È stato del resto lui stesso a utilizzare più volte il ricatto delle urne in questi anni con i suoi acerrimi avversari: sia all’interno che al di fuori del Nazareno. È pur vero che il suo Pd oggi partirebbe da una posizione di svantaggio se si considerano le Comunali e la crescita galoppante del Movimento 5 Stelle. Eppure Renzi appare convinto di poterla spuntare perché - e i precedenti gli danno ragione - è nelle campagne elettorali vissute da protagonista che l’ex sindaco di Firenze ha difficilmente fallito.

NCD pronto al disarcionamento

Il futuro dell’esecutivo passa inevitabilmente dall’evolversi della vicenda Alfano. L’inchiesta Labirinto e le intercettazioni, hanno portato alla ribalta dell’opinione pubblica i legami tra il faccendiere Raffaele Pizza e i primissimi parenti del ministro (il padre e il fratello).

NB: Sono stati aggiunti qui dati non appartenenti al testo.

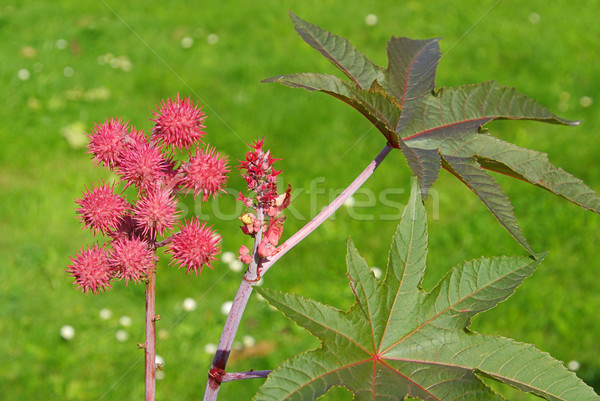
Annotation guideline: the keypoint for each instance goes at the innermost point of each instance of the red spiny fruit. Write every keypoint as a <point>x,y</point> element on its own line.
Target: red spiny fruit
<point>178,123</point>
<point>131,259</point>
<point>141,163</point>
<point>195,245</point>
<point>155,212</point>
<point>91,269</point>
<point>106,141</point>
<point>101,209</point>
<point>205,173</point>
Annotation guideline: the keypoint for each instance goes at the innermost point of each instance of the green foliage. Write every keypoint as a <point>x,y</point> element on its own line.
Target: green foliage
<point>440,128</point>
<point>398,340</point>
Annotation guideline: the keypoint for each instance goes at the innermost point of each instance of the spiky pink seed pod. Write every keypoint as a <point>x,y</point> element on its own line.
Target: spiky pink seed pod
<point>178,123</point>
<point>141,163</point>
<point>101,209</point>
<point>155,212</point>
<point>205,173</point>
<point>194,246</point>
<point>91,269</point>
<point>131,259</point>
<point>106,141</point>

Nonostante le pressioni da parte delle opposizioni il titolare all’Interno ha rispedito al mittente la richiesta di dimissioni. In suo soccorso è arrivato il capogruppo del PD alla Camera, Ettore Rosato: “Le cose che leggiamo non coinvolgono né il suo lavoro, né la correttezza del suo comportamento”. Un intervento sì che ha contribuito a calmare le acque in casa Nuovo Centrodestra, ma che non è certo servito a neutralizzare lo slittamento dei centristi verso antichi lidi.

Alfano o non Alfano, infatti, qualcosa è cambiato all’interno dell’area di maggioranza. Ben 5 senatori vicini a Renato Schifani hanno già definito, senza troppi giri di parole, l’esperienza al governo terminata.

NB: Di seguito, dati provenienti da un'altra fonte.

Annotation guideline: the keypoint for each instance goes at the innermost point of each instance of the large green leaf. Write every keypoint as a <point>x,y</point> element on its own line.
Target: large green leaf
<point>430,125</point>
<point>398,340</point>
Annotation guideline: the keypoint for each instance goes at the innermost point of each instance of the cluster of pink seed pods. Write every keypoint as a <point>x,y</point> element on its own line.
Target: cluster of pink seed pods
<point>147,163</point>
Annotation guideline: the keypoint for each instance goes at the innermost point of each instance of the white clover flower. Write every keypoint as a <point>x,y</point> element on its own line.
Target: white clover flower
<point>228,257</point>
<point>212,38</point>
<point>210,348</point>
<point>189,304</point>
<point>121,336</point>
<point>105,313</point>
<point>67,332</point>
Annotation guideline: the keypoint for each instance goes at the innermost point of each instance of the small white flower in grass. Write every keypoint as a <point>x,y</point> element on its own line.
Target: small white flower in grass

Il segnale arriverà presto

La goccia che ha fatto traboccare il vaso per i dissidenti di NCD è stata l’ostinazione di Renzi a non voler rimettere mano al premio di coalizione dell’Italicum.

Ad aggiungersi ai malumori dei centristi la seta di vendetta dei verdiniani di ALA, che non hanno certo dimenticato la scomunica pubblica del premier sull’intesa siglata alla vigilia delle amministrative. Della cosiddetta fronda NCD (pronta a rientrare in Forza Italia) hanno già salutato la compagnia i senatori Esposito, Azzolini e Formigoni. L’ex governatore della Lombardia, in particolare, ha precisato che lo scoppio del caso Alfano ha solo rallentato un processo già in atto: “A giorni dovremmo riunirci e io proporrò l’appoggio esterno perché la nostra funziona al governo è finita”. A essere stato già fissato è però l’atto che consacrerà la rivolta dei malpancisti: è la votazione a del bilancio degli Enti Locali. La sua mancata approvazione, aprirà ufficialmente la crisi di governo.